Política Tocantins

ARAGUATINS: Justiça Eleitoral cassa mandato de Miguel do Cajueiro por fraude à cota de gênero no MDB

Sentença proferida pela 10ª Zona Eleitoral de Araguatins determinou a cassação de todos os mandatos vinculados ao MDB nas eleições municipais de 2024. A decisão, datada de 14 de outubro de 2025, representa um dos casos mais emblemáticos de punição por fraude à cota de gênero no estado do Tocantins e pode alterar significativamente a composição da Câmara Municipal.

O Caso que Levou à Investigação

A Ação de Investigação Judicial Eleitoral foi movida pela coligação “Araguatins Não Pode Parar” e pelo candidato Aquiles Pereira de Sousa contra seis investigados, incluindo o vereador eleito Miguel Pereira Silva e a candidata Luana do Nascimento Silva. O cerne da acusação era a suposta utilização de candidatura fictícia para burlar a legislação que exige no mínimo 30% de candidaturas femininas.

A investigação revelou uma sequência de eventos que chamaram a atenção da Justiça Eleitoral. Inicialmente, o MDB convocou convenção partidária em agosto de 2024 com oito candidatos, mas após exclusões e desistências, ficou com uma configuração que não atendia à cota mínima. Após ser intimado para corrigir a irregularidade, o partido permaneceu inerte, levando o Ministério Público Eleitoral a se manifestar pelo indeferimento do registro.

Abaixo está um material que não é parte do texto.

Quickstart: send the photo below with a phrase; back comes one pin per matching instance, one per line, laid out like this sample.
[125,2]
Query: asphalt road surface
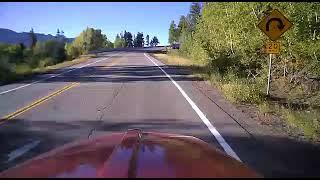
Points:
[121,90]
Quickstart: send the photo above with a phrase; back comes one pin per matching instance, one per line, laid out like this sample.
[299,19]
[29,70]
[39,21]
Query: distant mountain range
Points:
[12,37]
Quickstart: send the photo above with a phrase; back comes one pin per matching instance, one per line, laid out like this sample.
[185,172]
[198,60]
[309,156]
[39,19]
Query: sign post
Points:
[269,74]
[273,25]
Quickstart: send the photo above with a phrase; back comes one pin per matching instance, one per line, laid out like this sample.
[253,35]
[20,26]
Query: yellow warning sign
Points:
[274,24]
[272,48]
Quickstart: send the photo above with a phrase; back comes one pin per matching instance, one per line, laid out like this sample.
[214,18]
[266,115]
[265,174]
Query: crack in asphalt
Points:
[101,111]
[234,119]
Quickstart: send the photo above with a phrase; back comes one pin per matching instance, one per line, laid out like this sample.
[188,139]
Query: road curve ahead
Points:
[118,91]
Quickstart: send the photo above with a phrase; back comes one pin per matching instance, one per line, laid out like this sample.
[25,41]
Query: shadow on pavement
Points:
[270,156]
[120,74]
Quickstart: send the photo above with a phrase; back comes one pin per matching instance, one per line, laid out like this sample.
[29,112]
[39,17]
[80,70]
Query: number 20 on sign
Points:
[272,48]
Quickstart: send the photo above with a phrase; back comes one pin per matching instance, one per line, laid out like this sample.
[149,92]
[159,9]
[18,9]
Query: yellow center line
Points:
[44,99]
[36,103]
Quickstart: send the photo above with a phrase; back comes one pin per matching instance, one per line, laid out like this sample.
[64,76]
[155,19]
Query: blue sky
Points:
[151,18]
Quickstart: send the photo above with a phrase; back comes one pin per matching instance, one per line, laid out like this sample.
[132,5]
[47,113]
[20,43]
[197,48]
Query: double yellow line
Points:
[44,99]
[36,103]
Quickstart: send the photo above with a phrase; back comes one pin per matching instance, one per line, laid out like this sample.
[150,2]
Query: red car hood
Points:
[133,154]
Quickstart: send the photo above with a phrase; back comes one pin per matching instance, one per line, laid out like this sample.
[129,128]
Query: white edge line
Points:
[4,92]
[212,129]
[22,150]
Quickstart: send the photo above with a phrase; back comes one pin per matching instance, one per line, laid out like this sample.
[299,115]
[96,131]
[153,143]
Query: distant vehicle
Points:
[175,46]
[134,154]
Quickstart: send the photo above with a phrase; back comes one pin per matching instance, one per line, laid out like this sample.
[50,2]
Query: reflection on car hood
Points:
[133,154]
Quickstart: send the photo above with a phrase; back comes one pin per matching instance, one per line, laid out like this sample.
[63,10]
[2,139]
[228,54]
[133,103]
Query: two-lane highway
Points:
[115,92]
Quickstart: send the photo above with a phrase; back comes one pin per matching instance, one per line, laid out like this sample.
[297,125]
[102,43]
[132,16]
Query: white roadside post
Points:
[269,74]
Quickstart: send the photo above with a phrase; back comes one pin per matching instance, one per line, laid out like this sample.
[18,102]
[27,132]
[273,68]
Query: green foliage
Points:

A Candidata com Zero Votos

O ponto central da investigação concentrou-se em Luana do Nascimento Silva, registrada em 14 de setembro de 2024 como substituta de outra candidata desistente. Os elementos que pesaram contra sua candidatura foram inequívocos: votação absolutamente zerada, ausência completa de movimentação financeira de campanha e nenhum ato público de promoção da candidatura.

Durante a instrução processual, testemunhas arroladas pela própria defesa do MDB acabaram confirmando a inatividade da candidata. Cláudio Carneiro Santana, ouvido como informante, foi categórico ao afirmar que “nunca viu ela trabalhando em campanha”. Pedro Gomes dos Santos, que atuou ativamente na campanha de outro candidato do partido, declarou que só conheceu Luana após a eleição. Antônio Edson Rodrigues Gomes disse ter ficado sabendo da candidatura apenas depois do pleito.

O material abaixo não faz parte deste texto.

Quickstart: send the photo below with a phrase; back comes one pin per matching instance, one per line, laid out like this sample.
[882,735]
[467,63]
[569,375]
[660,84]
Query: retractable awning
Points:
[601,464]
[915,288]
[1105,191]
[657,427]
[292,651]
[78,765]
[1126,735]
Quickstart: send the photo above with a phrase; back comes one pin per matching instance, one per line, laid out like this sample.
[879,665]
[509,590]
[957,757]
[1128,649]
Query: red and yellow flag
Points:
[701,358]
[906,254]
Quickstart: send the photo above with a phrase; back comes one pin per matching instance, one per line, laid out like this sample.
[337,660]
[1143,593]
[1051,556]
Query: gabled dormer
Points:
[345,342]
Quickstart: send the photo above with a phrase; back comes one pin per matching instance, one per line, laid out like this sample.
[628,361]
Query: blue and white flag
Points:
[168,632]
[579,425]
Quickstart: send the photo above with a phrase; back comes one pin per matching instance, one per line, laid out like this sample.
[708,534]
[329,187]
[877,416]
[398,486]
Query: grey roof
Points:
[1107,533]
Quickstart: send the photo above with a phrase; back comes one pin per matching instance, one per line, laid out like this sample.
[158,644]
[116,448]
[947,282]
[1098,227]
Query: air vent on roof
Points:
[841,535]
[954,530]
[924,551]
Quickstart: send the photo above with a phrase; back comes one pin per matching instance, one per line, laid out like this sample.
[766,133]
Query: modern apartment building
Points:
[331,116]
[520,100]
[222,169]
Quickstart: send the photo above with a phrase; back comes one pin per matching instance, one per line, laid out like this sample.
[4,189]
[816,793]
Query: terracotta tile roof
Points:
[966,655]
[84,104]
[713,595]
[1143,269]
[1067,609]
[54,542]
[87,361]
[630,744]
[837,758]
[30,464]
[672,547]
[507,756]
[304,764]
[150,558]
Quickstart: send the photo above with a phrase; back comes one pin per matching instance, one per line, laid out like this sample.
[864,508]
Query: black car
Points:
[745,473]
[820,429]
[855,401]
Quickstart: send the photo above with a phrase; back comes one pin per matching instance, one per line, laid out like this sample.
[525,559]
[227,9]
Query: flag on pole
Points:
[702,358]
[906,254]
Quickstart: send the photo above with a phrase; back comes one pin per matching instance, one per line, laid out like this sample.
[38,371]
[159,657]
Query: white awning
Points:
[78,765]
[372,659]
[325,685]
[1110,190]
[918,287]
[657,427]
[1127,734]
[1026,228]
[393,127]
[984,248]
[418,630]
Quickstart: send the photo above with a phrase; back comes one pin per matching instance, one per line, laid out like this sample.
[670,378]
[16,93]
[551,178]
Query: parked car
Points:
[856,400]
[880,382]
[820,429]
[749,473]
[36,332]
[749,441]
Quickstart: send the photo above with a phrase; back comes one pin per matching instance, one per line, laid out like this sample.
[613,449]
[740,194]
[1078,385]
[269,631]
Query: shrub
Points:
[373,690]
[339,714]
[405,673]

Defesa Alegou Perseguição Política

Os investigados apresentaram duas linhas principais de defesa. A primeira sustentava que houve perseguição política sistemática promovida pela gestão municipal, com ofertas de suborno e ameaças a candidatos e familiares para forçar desistências. A segunda argumentava que o curto prazo entre o registro e a eleição, somado a dificuldades financeiras, inviabilizou a realização de campanha efetiva.

Catiane Santana Oliveira, outra candidata do MDB que obteve 32 votos, relatou ter sofrido assédio político direto do prefeito, com ofertas de suborno e ameaças. Luana do Nascimento Silva afirmou que foi forçada a abandonar a cidade no dia do pleito por temer pela própria segurança física.

O Que Disse a Justiça

O juiz eleitoral José Carlos Tajra Reis Júnior fundamentou sua decisão em critérios objetivos estabelecidos pela Súmula nº 73 do Tribunal Superior Eleitoral. Segundo o entendimento consolidado, a fraude à cota de gênero configura-se pela presença de elementos como votação zerada ou inexpressiva, prestação de contas padronizada e ausência de atos efetivos de campanha.

Na sentença, o magistrado ponderou que, embora o clima de acirramento político fosse reconhecível, a prova testemunhal produzida pela defesa não alcançou a robustez necessária para afastar a fraude. Os depoimentos limitaram-se a narrativas de “ouvir dizer”, sem comprovação de fatos concretos que pudessem justificar a completa inatividade da candidatura.

Um trecho da decisão destacou: “A ausência de recursos financeiros não é empecilho para que os candidatos realizem atos de campanha, como a exemplo de comícios, passeatas ou o simples ato de pedir votos aos mais próximos”. O juiz ressaltou ainda que a defesa não apresentou qualquer testemunha que declarasse ter recebido pedido de voto da suposta candidata.

Consequências Jurídicas e Políticas

A sentença determinou a cassação do Demonstrativo de Regularidade de Atos Partidários (DRAP) do MDB de Araguatins, documento que autoriza o partido a participar da eleição. Como consequência direta, todos os candidatos vinculados àquela chapa tiveram seus registros ou diplomas cassados.

Miguel Pereira Silva, que foi eleito vereador e atuava como presidente do partido, recebeu a punição mais severa. Além de perder o mandato, foi declarado inelegível por oito anos. A mesma sanção foi aplicada a Luana do Nascimento Silva. Os demais investigados – Adailton Brito, Catiane Santana Oliveira, Marcionil Santos Amaral e Valdenan Ribeiro de Sousa – perderam seus diplomas de suplentes.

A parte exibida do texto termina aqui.